I have a column in postgres DB of data type bytea and encoding is of compressed_json. How can I read the values of this column and get a proper json back in Python?
Asked
Active
Viewed 979 times
-2
-
The JSON is compressed how? How are you accessing the database in Python? – Adrian Klaver Jul 19 '20 at 21:19
-
I am accessing the postgres db using Psycopg2 in my python code. Also, I am not sure but I think the compressed json is basically just a gzipped json – Sumeet Ambastha Jul 19 '20 at 21:37
-
Well you will need to know for sure what compression is being used or you will not be getting far. Can you find out how the data is being entered into the column? – Adrian Klaver Jul 20 '20 at 00:43
-
Sure. I just found it. It is being compressed using a GZipOutputStream in java. Not sure if this helps though. – Sumeet Ambastha Jul 20 '20 at 02:05
2 Answers
0
But the method gzip.compress and decompress is not showing.

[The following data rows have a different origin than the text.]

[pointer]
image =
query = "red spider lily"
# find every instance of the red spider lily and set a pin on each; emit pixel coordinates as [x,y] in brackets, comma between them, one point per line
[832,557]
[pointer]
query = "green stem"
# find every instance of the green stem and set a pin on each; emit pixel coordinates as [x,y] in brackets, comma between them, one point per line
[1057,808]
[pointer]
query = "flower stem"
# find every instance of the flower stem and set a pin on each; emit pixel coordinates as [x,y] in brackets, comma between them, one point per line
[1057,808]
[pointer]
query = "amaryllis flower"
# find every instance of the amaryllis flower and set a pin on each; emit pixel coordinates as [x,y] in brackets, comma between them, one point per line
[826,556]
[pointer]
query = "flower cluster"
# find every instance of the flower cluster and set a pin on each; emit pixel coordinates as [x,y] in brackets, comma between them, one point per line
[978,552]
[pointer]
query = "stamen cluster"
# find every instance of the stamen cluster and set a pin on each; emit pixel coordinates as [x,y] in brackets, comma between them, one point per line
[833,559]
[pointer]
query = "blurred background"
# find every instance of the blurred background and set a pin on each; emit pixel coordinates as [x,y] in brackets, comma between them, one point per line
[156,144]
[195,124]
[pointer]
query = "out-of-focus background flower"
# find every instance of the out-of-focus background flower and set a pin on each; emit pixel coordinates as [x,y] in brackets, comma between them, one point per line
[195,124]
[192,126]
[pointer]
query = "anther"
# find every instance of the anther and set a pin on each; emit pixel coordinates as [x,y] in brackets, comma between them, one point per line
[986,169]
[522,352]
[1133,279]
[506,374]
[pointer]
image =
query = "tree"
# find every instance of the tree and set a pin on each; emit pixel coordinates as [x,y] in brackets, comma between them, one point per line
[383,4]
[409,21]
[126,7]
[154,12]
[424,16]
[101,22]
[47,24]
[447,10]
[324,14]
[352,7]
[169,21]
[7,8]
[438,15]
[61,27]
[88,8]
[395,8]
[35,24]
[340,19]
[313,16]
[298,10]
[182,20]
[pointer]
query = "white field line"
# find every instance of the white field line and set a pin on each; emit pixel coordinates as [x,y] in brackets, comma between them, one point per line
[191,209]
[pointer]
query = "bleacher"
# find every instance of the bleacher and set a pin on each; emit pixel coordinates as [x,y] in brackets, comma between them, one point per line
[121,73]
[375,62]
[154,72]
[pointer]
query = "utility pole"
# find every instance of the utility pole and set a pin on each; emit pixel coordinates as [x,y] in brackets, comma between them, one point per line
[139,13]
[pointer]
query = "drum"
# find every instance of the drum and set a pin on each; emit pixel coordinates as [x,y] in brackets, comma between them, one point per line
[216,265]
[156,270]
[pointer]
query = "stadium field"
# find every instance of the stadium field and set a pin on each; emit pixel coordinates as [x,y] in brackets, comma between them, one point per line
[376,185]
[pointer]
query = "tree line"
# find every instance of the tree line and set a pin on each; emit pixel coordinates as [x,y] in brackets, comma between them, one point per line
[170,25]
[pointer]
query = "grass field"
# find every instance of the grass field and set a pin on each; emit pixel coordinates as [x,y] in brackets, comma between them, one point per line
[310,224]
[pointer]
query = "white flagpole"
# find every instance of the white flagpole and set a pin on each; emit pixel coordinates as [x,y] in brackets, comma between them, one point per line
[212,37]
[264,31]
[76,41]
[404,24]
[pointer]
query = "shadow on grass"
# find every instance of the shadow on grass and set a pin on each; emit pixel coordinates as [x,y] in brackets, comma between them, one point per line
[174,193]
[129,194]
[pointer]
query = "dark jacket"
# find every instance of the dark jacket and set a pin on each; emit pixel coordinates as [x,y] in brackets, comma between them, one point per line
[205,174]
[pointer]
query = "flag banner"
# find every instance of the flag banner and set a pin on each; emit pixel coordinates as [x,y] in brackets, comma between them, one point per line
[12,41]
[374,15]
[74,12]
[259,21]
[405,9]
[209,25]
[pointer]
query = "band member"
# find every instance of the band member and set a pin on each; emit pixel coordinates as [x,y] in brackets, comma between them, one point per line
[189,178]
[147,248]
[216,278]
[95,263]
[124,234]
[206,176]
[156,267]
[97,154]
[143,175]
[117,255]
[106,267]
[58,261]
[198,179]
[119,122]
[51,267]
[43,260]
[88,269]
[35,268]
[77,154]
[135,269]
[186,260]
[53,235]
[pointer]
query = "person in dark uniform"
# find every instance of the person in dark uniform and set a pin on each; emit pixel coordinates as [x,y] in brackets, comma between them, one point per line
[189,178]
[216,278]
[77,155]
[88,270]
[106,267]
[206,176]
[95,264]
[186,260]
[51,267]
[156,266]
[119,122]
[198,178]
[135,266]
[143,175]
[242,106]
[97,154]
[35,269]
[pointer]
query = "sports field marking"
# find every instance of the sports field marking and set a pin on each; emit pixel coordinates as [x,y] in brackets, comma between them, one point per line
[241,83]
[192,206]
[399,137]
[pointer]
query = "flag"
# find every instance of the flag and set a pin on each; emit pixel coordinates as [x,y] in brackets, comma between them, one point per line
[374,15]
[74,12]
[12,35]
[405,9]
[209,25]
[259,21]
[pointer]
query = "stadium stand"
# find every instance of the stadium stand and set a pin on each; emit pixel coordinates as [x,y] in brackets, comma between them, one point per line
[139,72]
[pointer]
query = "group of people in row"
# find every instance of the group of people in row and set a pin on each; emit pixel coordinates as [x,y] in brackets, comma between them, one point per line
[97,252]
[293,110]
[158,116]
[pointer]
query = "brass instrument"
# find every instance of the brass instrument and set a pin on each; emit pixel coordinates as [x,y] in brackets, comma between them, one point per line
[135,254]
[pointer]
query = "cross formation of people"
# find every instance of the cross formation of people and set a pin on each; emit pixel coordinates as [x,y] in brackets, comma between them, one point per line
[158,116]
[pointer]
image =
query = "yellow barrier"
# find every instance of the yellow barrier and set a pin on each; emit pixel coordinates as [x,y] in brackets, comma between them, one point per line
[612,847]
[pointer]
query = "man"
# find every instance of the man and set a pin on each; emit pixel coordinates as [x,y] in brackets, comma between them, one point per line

Maybe its a version issue with my gzip module. Anyways, I was able to decompress using below way :
Convert and store the column as byte array :-
payload = bytearray(row[0])
For decompressing, used below code snippet :
fileobj = cStringIO.StringIO(payload) gzf = gzip.GzipFile('dummy-name', 'rb', 9, fileobj) decomprJson = gzf.read()

Sumeet Ambastha
- 15
- 4
-1
I don't have time at the moment to give a complete working example. Instead I will provide an outline:
- Read column from database
data = cur.fetchone()[0]
- Use Python gzip module.
json_data = gzip.decompress(data)
Where json_data is a bytes object.
- Use Python json module to read json_data.
UPDATE. Example:
create table js_compressed(js_fld bytea);
js_str = b'[{"one": 1, "two": 2}, {"three": 3, "four": 4}]'
js_cmp = gzip.compress(js_str)
con = psycopg2.connect("dbname=test user=aklaver host=localhost")
cur = con.cursor()
cur.execute("insert into js_compressed(js_fld) values(%s)", (psycopg2.Binary(js_cmp,),))
cur.execute("select js_fld from js_compressed limit 1")
js_fld = cur.fetchone()[0]
dc_fld = gzip.decompress(js_fld).decode()
json.loads(dc_fld)
[{'one': 1, 'two': 2}, {'three': 3, 'four': 4}]

Adrian Klaver
- 15,886
- 2
- 17
- 28